Anda di halaman 1dari 8

Treponema pallidum

Morfologi dan Identifikasi Treponema berasal dari perkataan Yunani Trepein berarti berputar dan nema berarti benang. Treponema berupa spiral halus, panjang 5-15 mikron dan garis tengah 0.009-0,5 mikron. Setiap lekukan gelombang berjarak 1 mikron dan rata-rata setiap kuman terdiri dari 8-14 gelombang. Bergerak secara aktif dan karena bentuk spiralnya sangat halus, maka hanya dapat dilihat dengan mikroskop lapangan gelap atau dengan teknik imunofluoresensi. Sukar diwarnai dengan zat warna anilin, tetapi dapat mereduksi perak nitrat menjadi logam perak yang tinggal melekat pada permukaan sel kuman. Dengan impreknasi perak cara Levaditi ini, kuan di dalam jaringan dapat terlihat dengan jelas. Kuman berkembang biak dengan pembelahan melintang. T. Pallidum yang patogen terhadap manusia, belum pernah berhasil secara pasti dibiakkan dalam perbenihan biasa, perbenihan jaringan ataupun dalam telur bertunas. Strain Reiter yang berhasil ditanam secara anaerob in vitro, mungkin hanya kuman saprofit, tetapi morfologis serupa dengan T. Pallidum. Strain ini memerlukan media pertumbuhan yang mengandung 11 macam asam amino, vitamin, garam, mineral dan serum albumin. Dalam keadaan anaerob pada suhu 250C, T. pallidum dapat tetap hidup dan bergerak aktif selama 4-7 hari, jika disimpan dalam suatu perbenihan cair yang mengandung albumin, natrium karbonat, piruvat, sistein, dan ultrafiltrat serum sapi. Dalam darah segar atau plasma yang disimpan pada suhu 4oC, kuman masih dapat bertahan selama paling sedikit 24 jam. Kenyataan ini perlu diperhatikan jika akan melakukan transfusi darah. Ada suatu strain T. pallidum yang dapat dibiakkan dalam testis kelinci, strain ini dikenal sebagai strain Nichols. Dalam keadaan kering T. pallidum akan cepat mati, demikianpun pada suhu 42oC. Kenyataan ini dimanfaatkan dalam terapi demam (fever therapy) untuk penyakit sifilis. Arsen, air raksa dan bismut dapat menyebabkan imobilisasi dan kematian kuman penyebab sifilis.

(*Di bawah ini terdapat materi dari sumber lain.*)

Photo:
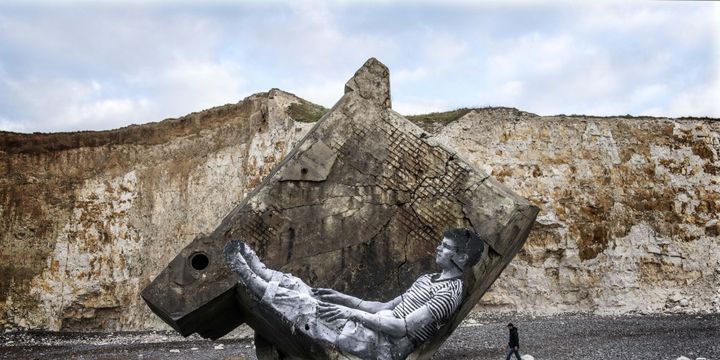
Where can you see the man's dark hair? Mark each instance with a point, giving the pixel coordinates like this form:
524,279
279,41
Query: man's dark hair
468,242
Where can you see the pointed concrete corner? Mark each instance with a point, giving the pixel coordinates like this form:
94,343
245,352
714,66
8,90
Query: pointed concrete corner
371,82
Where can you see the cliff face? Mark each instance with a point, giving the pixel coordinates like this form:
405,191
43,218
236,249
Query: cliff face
629,209
628,222
86,227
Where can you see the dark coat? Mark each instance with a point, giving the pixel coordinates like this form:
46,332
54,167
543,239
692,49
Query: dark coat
514,338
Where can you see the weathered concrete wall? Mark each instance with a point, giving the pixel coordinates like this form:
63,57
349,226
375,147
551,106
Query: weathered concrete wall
628,222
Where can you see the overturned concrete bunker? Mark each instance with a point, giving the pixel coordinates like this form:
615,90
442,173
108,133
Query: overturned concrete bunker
358,206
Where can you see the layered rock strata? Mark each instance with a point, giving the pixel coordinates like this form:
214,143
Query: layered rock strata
628,221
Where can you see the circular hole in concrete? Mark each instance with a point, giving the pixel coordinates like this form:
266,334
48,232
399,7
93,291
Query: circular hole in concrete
199,261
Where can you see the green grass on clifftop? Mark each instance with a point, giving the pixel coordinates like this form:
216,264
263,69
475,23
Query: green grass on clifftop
433,121
306,111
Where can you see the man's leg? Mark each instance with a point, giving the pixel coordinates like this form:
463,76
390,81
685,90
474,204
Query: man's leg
257,266
239,265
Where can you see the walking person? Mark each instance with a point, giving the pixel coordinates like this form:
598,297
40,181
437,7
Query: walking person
514,343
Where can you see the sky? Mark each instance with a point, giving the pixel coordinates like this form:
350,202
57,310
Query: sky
84,65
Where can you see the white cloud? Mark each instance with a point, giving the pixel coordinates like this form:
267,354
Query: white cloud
109,66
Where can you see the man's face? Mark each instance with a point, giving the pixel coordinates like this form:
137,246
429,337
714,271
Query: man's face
444,253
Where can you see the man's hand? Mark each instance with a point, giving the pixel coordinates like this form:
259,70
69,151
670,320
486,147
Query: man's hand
332,312
329,295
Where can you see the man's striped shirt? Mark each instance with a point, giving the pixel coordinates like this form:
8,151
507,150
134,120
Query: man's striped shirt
441,297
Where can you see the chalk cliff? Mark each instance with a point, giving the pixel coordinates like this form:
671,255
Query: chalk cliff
628,221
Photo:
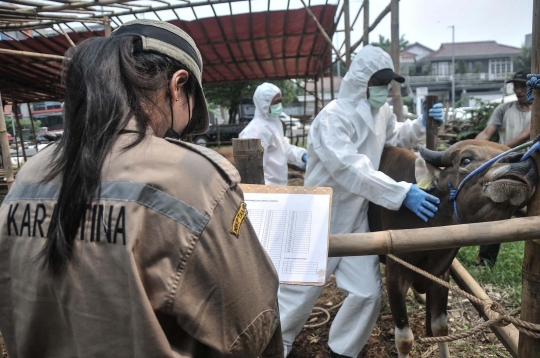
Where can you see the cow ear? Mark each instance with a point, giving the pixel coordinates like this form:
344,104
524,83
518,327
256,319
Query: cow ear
425,173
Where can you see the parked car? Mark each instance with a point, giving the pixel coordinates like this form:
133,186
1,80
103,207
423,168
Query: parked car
226,133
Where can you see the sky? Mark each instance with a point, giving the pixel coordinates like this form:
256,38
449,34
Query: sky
423,21
428,21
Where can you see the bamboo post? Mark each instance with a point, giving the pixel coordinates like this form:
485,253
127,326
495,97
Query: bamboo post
434,238
32,122
19,129
305,115
432,128
347,34
365,38
508,335
332,82
218,132
248,159
316,110
322,88
4,144
530,303
397,101
107,24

Efek tersebut dapat dipercepat dengan suhu yang tinggi, sebaliknya kuman dapat diaktifkan kembali jika diberikan senyawa

yang mengandung gugus-SH, misalnya sistein atau BAL. Penisilin meskipun dalam dosis kecil tetap merupakan treponemisida, hanya efeknya kurang cepat, kemungkinan karena pengaruh angka perkembangan kuman yang tidak cukup cepat. Seperti diketahui, waktu pembelahan kuman kira-kira 30 jam. Antigen Kuman Ada 3 macam antigen, yaitu berupa protein yang tidak tahan panas, polisakarida yang tahan panas dan antigen lipoid yang serupa dengan bahan yang terdapat dalam kardiolipin. Jika ditinjau berdasarkan spesivisitasnya, maka hanya ada 2 macam antigen, yaitu antigen yang terdapat dalam beberapa genus yang berbeda dan antigen yang hanya terbatas pada satu atau beberapa spesies saja. Antigen Treponema yang khas antara lain dapat diperiksa dengan tes imobilisasi Treponema pallidum (TPI = T. pallidum immobilization test). Tes TPI sebenarnya merupakan suatu reaksi bakterisidal yang memerlukan adanya komplemen, pengeraman dalam suasana anaerob selama 18 jam dan suhu 35oC. Hasil tes positif jika kuman tidak dapat bergerak lagi yang berarti telah mati. Tes ini sangat spesifik, tetapi tidak dapat membedakan antara sifilis dengan Treponematosis lainnya. Antigen protein ditemukan pada kebanyakan Treponema, baik dari spesies yang patogen ataupun yang sporofit, merupakan makro molekul yang bertalian dengan RNA. Antigen ini dipakai untuk tes pengikatan komplemen yang menggunakan protein Reiter(RPCF = Reiter protein complement fixation). Antigen ini atau protein yang sangat mirip dengan antigen ini, dapat ditemukan pada Treponema yang merupakan flora yang hidup dalam traktus digestivus manusia, oleh karena itu antibodi terhadapnya dapat ditemukan di dalam serum manusia. Meskipun pada umumnya antibodi ini kadarnya sangat rendah, tetapi kadang-kadang dapat memberikan hasil tes RPCF positif.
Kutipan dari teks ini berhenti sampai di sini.